Why I’m Wrong

Have I insulted your favorite film? Praised a picture you just can't stand? Here's your chance to set me straight. E-mail your opinion to comments@larsenonfilm.com and they'll be posted on this page.

Pain & Gain as offensive as they come

Seriously Josh! I can’t believe that anyone could actually give Pain & Gain a positive review. It’s seriously one of the worst films I’ve ever seen. Have you ever seen a film where women were objectified more? Marky Mark gives The Rock his woman as a gift! Every female character is incredibly dumb except maybe Rebel Wilson, who’s just being Rebel Wilson. How about Marky Mark’s rant about how terrible China is? Or the obligatory scene with a little person? Or the priest coming on to The Rock and him beating the priest up for comic effect? One of the most offensive films I’ve ever seen!

From: Zach Stetson

Spring Breakers a cautionary tale

Just had a chance to catch up with Spring Breakers this weekend as it got its UK release and I was very impressed. We can all agree that Franco was excellent although until you guys said it on Filmspotting I hadn’t really thought about it, but yes this has to be his best performance yet. Alien could so easily be caricature. Where we differ, Josh, is in what happens when the film becomes increasingly divorced from reality. Crucially I did not think that the film became flimsy. I thought that it carried through Korine’s argument that people who worship money and crave more and more possessions (“Look at my shit!”) are headed down a bad path.
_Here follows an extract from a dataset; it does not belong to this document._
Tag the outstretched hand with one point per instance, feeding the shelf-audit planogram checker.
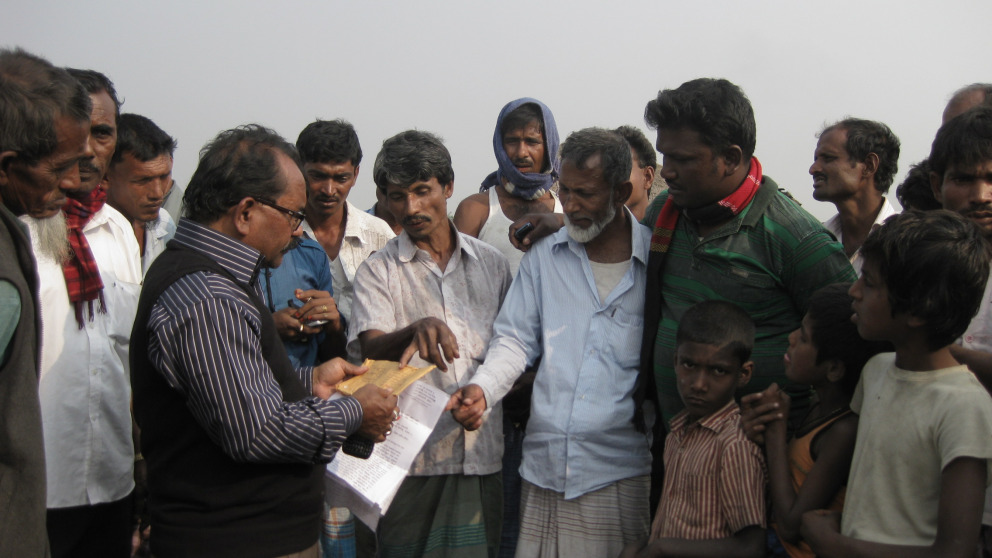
(329, 374)
(760, 410)
(468, 406)
(434, 341)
Hardly revolutionary, but when the two girls go after Alien’s rival at the end what do we hear on the soundtrack? I believe it is Faith’s call to her mother about how great spring break is and how spiritual the whole experience has been. The contrast with what is happening on screen is something. I had a very different reading of the ending. What about their phone calls telling their mothers they’re going to be the best they can be, that they’re going to be good? I didn’t get the sense that they were going to prey on middle America, but in fact they were finally escaping spring break to return to reality.

From: Chris Bentley-Smith

Latest Die Hard just a generic action movie

I’m a huge fan of the Die Hard series – ridiculous explosions, witty banter and remember the brilliant pairing of McClane and Sammy J in the third installment? The best of the series has always had themes and dialogue that allowed smarter-than-average audiences to allow themselves to enjoy over-the-top explosions and cars set flying into helicopters. But A Good Day to Die Hard only showed audiences that it’s time to let McClane die.
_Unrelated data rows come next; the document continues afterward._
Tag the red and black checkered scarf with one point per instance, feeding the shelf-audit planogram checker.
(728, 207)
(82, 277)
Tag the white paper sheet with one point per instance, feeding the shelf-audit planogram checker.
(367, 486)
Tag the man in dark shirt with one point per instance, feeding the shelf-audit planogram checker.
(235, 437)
The plot did not engage  – I felt like I had no reason to root for McClane, who was not defending his country, but rather causing chaos in someone else’s. And where in the heck did the son come from? While Die Hard fans all have vague memories of daughter Lucy, who played a prominent role in Live Free or Die Hard, I felt no connection to Jack whatsoever. After watching A Good Day, my fiancé and I had to go back through and re-watch the original to spot a picture of young Jack on his mother’s desk at her doomed office building, at which point, my reaction was, “I GUESS he had a son, but who cares?” (McClane seemed to have a stronger affinity for the pretentious, asthmatic I’m-a-Mac kid in Live Free.)

And I could have gotten over the weak plot had the writers included some high-quality dialogue and decent one-liners, but even the hallmark “yippie-cay-yay mother****er” landed flat after an unremarkable anti-climactic series of explosions that made me seriously question whether the writer had tossed it in as an afterthought.

In fact, throughout A Good Day, I wondered whether the screenplay had originally been a generic action script later poorly repurposed for the Die Hard series, because I left the theater not feeling like I’d seen another great Die Hard movie, but rather just another uninspired action movie.

From: Jenette Sturges

Oz the pathetic and clunky

Josh, I can’t believe how disappointed I am with you! I have agreed with you 90% of the time on your reviews, and the other ten percent of the time I usually find truth to what you say. I am on your side nearly point for point when it comes to Argo and The Impossible. Cedar Rapids IS brilliant comedy and well deserving of your praise and I actually did enjoy (though not as much as you did) Casa De Mi Padre. But your review of Oz, The Great and Powerful nearly made me lose faith in you.

You liked this? Seriously? The CG was so superimposed that you could nearly feel the treadmill under the actor’s feet. There was absolutely no spacial connection between the characters and the scenery. Mila Kunis was not her usually delightful self and delivered her lines with the quality of a high school play performance. Franco was intolerable. Structurally the film was a mess with nearly two first acts, a pathetic ordeal, with a very clunky and anti climatic second act climax. I wasn’t expecting another Wizard of Oz, but I wanted to be swept away and feel the magic, yet all I could see were the very clunky, stubby hands of Sam Raimi.